Cowboys defensive end Randy Gregory will miss the first four games of the 2016 regular season. The Cowboys understandably aren’t happy.
“This is a disappointment,” Cowboys executive V.P. and COO Stephen Jones said about Gregory’s suspension, via Charean Williams of the Fort Worth Star-Telegram. “We have been clear with Randy about what his responsibilities are and what is expected.”
Jones has a point, but the Cowboys knew what they were getting themselves into when they used a second-round pick on Gregory in April 2015. Gregory had failed a drug test at the Scouting Combine, the reddest of the red flags when it comes to recreational drug use.

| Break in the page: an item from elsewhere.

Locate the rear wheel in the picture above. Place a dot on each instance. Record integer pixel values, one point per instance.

It shows that he has a problem, or that he was clueless about the fact that a drug test would occur at the Combine.
“I blame myself,” Gregory said before the draft. “And I know it sounds cliché, but there’s really no one else I can blame.”

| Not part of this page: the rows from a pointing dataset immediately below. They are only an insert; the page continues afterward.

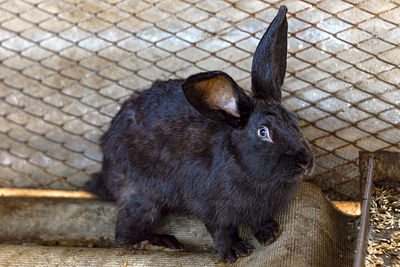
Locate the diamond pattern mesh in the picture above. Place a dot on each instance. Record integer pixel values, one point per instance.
(68, 65)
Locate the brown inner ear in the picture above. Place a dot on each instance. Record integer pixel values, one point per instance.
(219, 94)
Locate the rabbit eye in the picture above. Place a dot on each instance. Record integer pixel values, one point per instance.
(263, 133)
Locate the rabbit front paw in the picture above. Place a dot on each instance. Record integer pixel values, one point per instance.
(268, 233)
(230, 254)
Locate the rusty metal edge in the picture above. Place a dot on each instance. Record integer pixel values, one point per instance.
(359, 260)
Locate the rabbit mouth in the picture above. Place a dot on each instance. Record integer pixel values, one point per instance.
(305, 169)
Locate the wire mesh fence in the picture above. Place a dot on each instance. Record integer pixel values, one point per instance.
(66, 66)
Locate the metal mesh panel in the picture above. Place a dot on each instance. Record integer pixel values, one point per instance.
(68, 65)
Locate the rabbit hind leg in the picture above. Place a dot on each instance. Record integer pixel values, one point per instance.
(136, 218)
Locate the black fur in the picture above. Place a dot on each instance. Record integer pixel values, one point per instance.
(162, 155)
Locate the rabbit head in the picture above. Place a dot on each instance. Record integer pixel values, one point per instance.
(267, 134)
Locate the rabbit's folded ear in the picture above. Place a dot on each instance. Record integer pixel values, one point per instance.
(218, 97)
(269, 61)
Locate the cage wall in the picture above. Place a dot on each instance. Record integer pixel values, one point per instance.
(66, 66)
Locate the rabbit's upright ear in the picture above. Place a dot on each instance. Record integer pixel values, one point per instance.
(269, 61)
(218, 97)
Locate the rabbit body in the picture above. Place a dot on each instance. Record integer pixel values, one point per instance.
(202, 146)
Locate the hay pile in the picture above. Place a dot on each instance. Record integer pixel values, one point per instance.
(384, 238)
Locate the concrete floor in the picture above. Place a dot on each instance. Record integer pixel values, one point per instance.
(66, 66)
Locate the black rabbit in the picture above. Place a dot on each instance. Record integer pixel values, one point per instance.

There’s no one else he can blame but himself for however many violations occurred since he was drafted. But let’s be clear: A player doesn’t get a four-game suspension for only one failed drug test under the substance-abuse policy. For PEDs, it’s a one-strike, four-game banishment. For recreational drugs, it takes a lot more than one failed test.

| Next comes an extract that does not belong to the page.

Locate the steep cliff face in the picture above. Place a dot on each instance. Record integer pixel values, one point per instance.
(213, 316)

Gregory consistently has failed to choose football over whatever substance for which he has been testing positive. But the Cowboys necessarily failed to provide him with the resources and assistance necessary to keep him from continuing to fail tests. And Gregory’s agents, who did a great job of puffing him up to a scoop-hungry media before the draft (at one point he was being sold as a top-10 pick despite the failed drug test), apparently haven’t communicated to Gregory the critical importance of getting clean.
The stakes only go up from here. Next is a 10-game suspension followed by at least one year out of the game. At some point, if he doesn’t choose football, there will no longer be a choice to make.